Setting higher doctoral degrees as research goals, Professor Blight was awarded a DSc(Eng) from University of London in 1975, a DSc(Eng) from Wits in 1985, a DSc(Eng) from University of Cape Town in 1993 and another DSc(Eng) from Wits in 2001. He was also awarded an Honorary Doctorate in Engineering by Wits in 2009. He completed his final textbook Unsaturated Soil Mechanics in Geotechnical Practice a few days before he died on 7 November 2013. He was married to Rhona and had three daughters, and a son.

== Contributions ==
Blight's many papers on the behavior of tailings have contributed significantly to the safe disposal of mine waste in South Africa. His works include his influential textbook Geotechnical Engineering for Mine Waste Storage Facilities and the Guideline to Design and Construction of Mine Waste Disposal Systems published by the Chamber of Mines, South Africa.

He also contributed to improving municipal solid waste disposal through his work on Minimum Standards for Waste Disposal by Landfill, published by the Department of Water Affairs and Forestry and co-authoring the International Solid Waste Association's paper on Application of Graded Standards to Landfilling in Developing Countries.

He also carried out extensive research on unsaturated soils, with particular emphasis on residual soils.

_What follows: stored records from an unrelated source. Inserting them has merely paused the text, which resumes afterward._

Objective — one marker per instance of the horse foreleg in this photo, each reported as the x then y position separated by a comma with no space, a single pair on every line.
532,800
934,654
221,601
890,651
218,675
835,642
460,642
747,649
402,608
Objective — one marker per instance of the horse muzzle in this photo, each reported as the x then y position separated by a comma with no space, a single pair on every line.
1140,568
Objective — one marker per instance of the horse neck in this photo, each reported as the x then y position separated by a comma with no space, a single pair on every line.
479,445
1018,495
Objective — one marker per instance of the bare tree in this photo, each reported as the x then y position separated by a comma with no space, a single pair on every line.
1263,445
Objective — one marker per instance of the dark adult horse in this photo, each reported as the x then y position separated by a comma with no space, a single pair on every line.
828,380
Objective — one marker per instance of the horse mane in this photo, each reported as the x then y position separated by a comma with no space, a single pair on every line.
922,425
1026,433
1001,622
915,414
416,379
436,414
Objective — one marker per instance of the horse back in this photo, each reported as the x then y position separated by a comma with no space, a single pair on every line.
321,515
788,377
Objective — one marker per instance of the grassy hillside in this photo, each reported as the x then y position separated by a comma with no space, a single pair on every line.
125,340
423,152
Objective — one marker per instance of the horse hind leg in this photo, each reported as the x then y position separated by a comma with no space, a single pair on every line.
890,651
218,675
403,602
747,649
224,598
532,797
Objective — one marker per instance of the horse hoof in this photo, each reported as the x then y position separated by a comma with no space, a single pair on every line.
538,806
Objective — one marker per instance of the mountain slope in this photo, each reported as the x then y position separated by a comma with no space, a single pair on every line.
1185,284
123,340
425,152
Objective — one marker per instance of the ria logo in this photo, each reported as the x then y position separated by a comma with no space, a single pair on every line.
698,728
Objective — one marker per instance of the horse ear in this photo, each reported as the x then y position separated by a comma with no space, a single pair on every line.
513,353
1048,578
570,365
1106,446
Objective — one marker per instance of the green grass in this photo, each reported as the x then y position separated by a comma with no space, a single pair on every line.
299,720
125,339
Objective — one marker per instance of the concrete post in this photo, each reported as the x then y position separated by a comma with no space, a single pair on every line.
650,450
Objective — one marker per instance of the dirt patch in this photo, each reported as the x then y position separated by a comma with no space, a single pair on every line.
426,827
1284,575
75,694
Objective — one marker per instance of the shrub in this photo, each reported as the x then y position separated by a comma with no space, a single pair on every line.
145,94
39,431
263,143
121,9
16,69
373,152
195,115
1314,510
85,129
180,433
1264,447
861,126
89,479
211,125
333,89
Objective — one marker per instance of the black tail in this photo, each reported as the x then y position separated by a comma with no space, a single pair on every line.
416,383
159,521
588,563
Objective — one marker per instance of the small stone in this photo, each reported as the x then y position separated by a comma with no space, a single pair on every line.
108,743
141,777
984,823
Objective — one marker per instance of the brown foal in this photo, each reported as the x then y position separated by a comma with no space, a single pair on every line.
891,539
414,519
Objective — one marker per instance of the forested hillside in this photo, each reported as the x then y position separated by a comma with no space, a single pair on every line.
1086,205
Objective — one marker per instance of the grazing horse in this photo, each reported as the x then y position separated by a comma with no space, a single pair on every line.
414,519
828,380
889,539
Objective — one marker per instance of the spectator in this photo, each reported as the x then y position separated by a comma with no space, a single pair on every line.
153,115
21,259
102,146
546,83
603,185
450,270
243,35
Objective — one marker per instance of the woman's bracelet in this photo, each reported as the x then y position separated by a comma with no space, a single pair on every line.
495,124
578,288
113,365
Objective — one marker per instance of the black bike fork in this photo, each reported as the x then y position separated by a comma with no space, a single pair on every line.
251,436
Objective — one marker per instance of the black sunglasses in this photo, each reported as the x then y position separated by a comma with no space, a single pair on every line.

His many papers on unsaturated soil mechanics, formed the basis to Unsaturated Soil Mechanics in Geotechnical Practice. Blight also co-edited Mechanics of Residual Soils with E.C. Leong. Blight served technical committees of the International Society for Soil Mechanics and Geotechnical Engineering (ISSMGE) on unsaturated soils and residual soils (former chairman). In recognition of his work on unsaturated soils, the Blight Lecture is delivered at the International Conference on Soil Mechanics and Geotechnical Engineering (ICSMGE) held every 4 years.

Another area he contributed to was material science and material handling. His work on concrete science is contained in the textbook Alkali-aggregate Reaction and Structural Damage to Concrete: Engineering Assessment, Repair and Management, which was co-authored with Mark Alexander. His work on material handling is contained in Assessing Loads on Silos and Other Bulk Storage Structures.

== Awards ==
Blight received numerous awards including the ASCE's J James Croes Gold Medal for innovation in research (1975), A-grade researcher status by the South African Foundation for Research Development (1989-2002), Distinguished Research Award by SAICE (1989), the Telford Premium by the UK Institution of Civil Engineers (ICE) (1991), delivering the Rankine Lecture to the British Geotechnical Society (1997), South African Geotechnical Gold Medal by SAICE (1997), the Institute for Waste Management of Southern Africa President's Award for exceptional service to the waste management profession (2002) and a commendation from the Italian National Group for Prevention of Hydrogeologic Hazards for research into flow failures of tailings dams (2003).

In 1991, he was elected as a Fellow of the Royal Society of Southern Africa. Also in 1991, he was a Founder Member of the South African Academy of Science and the South African Engineering Academy. SAICE elected him an Honorary Fellow in 1997 and he was made a Life Member of the ASCE in 2000.